A good start might involve deregulation to reduce greenhouse gases. For example, government subsidies in many developing countries distort energy markets and contribute to over-consumption of fossil fuels. Governments also maintain inefficient electricity monopolies and impose regulations that impede innovation in the energy sector.
Regulations that currently prevent airlines from using the most cost-effective and energy-efficient routes cause them to burn more fuel in the upper atmosphere. And government support of national air carriers encourages oversupply of flights. There are also regulatory barriers in other transportation sectors that retard efficiency gains in road construction and management that could yield substantial emission reductions.
An alternative to government interventions is to have market-based emission reductions and discourage the adoption of lower-emission technologies. Another way to address these problems is to increase innovation in the energy sector to boost energy efficiency. Instead of hindering economic growth and innovation with more regulation, there should be steps that reduce barriers to the emergence of creative energies as the basis for innovation and the ability to cope with environmental disasters. Economic growth, market institutions and technological advance can serve as more effective insurance against future uncertainties than intrusive government regulations and energy-deprivation policies.
Although the White House declared that the treaty was not in the best interest of the United States, it should also have pointed out that it might not best serve the interests of the rest of the world either.
On the one hand, it represents a diminution of national sovereignty by an international accord that was not democratically endorsed. On the other hand, developing countries face less stringent controls than advanced economies. Such differences would give some countries an unfair competitive edge.

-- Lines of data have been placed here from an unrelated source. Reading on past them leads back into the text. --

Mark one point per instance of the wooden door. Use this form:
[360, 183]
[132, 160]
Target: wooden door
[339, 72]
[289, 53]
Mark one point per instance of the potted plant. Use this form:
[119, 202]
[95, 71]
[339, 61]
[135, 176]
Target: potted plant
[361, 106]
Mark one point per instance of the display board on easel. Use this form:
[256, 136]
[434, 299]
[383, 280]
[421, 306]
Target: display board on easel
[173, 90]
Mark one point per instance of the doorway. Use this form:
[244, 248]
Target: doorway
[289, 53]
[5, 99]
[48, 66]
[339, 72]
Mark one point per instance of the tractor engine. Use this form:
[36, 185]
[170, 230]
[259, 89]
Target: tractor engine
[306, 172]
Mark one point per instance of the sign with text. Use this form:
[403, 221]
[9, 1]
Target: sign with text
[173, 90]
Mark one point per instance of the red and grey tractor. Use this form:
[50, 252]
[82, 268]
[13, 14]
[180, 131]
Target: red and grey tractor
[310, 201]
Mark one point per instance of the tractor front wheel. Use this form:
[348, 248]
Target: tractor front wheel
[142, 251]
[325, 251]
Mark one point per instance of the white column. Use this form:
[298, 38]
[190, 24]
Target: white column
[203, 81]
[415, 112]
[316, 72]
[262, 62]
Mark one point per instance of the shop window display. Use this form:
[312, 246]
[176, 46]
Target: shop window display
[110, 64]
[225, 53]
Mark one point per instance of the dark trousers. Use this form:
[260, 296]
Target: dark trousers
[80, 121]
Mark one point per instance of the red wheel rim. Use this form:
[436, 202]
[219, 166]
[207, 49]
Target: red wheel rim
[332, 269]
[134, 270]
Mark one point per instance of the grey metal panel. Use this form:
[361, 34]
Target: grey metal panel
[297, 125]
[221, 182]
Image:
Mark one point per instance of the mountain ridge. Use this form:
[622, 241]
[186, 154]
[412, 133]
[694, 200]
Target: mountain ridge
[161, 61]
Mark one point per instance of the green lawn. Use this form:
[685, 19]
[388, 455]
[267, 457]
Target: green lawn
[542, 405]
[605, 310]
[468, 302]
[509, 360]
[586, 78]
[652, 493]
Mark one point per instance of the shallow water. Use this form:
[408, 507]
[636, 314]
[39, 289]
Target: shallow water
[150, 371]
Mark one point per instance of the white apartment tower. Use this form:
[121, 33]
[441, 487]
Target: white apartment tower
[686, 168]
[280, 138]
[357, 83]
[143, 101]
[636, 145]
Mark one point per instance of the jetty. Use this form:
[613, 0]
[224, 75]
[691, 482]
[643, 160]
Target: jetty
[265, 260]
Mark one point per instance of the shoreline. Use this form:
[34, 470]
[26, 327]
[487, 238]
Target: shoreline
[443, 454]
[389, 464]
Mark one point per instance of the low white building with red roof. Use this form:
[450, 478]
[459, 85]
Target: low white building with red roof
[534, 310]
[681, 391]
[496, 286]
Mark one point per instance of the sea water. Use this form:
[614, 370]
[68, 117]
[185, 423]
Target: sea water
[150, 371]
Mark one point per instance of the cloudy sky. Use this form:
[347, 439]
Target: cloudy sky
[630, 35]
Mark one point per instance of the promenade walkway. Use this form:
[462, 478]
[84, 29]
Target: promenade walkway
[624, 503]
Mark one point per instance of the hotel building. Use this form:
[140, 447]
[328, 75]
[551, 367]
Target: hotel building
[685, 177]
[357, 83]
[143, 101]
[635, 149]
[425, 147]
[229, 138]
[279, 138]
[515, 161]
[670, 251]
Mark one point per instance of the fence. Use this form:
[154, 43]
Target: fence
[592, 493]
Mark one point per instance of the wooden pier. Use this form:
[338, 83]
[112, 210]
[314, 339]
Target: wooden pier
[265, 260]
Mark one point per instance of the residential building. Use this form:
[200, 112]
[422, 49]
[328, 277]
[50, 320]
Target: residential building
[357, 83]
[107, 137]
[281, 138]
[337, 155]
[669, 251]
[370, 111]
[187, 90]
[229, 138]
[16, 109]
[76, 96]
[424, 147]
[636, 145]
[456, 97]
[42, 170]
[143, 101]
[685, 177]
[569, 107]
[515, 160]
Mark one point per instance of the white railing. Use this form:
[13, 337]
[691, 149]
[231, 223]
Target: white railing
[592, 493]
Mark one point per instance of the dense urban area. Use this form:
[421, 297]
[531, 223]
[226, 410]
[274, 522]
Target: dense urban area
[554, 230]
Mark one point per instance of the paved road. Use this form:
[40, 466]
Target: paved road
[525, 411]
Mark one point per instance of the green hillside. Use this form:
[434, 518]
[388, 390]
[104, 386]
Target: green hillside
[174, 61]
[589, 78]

Bush’s requirement that there be better scientific evidence before invoking the Kyoto requirements is also guided by the high potential for government actions to be harmful. Those who support increased intrusions overlook evidence over the millennia that government bureaucrats are seldom efficient and do not always serve the interests of the communities they are meant to protect. In this sense, Bush is merely imposing a higher standard before accepting increased regulation.
Consider for a moment that the Kyoto Protocol could be flawed. If there are better approaches to reducing emissions, these should be considered. Let’s reduce the rhetoric and begin a meaningful dialogue over this vexing problem.